Wat zijn vitale tekenen?

Vitale symptomen zijn de basisindicatoren van gezondheid in de geneeskunde. Er zijn vier essentiële vitale functies - temperatuur, hartslag, ademhaling en bloeddruk. Het meten van vitale functies geeft medische professionals belangrijke informatie over de gezondheid van een patiënt. Ongebruikelijke vitale functies kunnen wijzen op het bestaan ​​van een grote of kleine ziekte, een chronische ziekte of de verergering van een bestaande ziekte. Vitale tekenen, onder niet-noodsituaties, worden gecontroleerd wanneer de patiënt gaat zitten en ontspannen.

De temperatuur wordt meestal gemeten met een orale thermometer, maar thermometers kunnen ook in het oor, de anus of de oksel worden geplaatst. Een normale temperatuur is 98,6 ° Fahrenheit (37 ° Celsius) met behulp van een orale thermometer. Een orale temperatuur van meer dan 101 ° Fahrenheit (38 ° Celsius) betekent dat de patiënt koorts heeft. Rectale temperaturen zijn hoger dan orale temperaturen, maar rectale metingen zijn ook de meest nauwkeurige van alle temperatuuropnemende methoden.

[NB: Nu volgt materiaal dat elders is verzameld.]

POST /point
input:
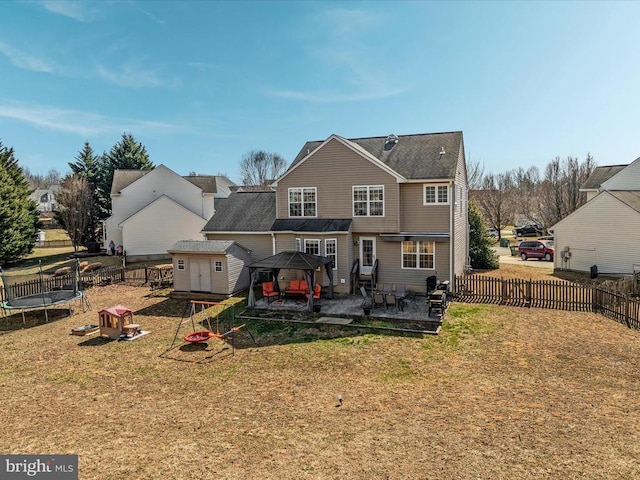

Een polsmeting wordt gedaan door de wijsvinger en middelvinger over een grote slagader te plaatsen of door rechtstreeks naar het hart te luisteren. De meest handige manier om dit te doen is om de radiale slagader om de pols te gebruiken. Een arts of verpleegkundige telt beats gedurende 15 seconden en vermenigvuldigt dit met vier om een ​​meting van beats per minuut te krijgen. Een normale polsslag voor volwassenen produceert 60 tot 100 slagen per minuut. Een onregelmatige pols komt vaak voor, maar kan ook op hartproblemen wijzen.

De ademhaling van een patiënt moet ook worden gemeten. Zoals meten telt ademhalingen per minuut, en medische professionals kunnen dit doen terwijl ze een pols nemen. Het normale adembereik is van 12 tot 20 ademhalingen per minuut. Een abnormaal aantal ademhalingen kan wijzen op een longaandoening.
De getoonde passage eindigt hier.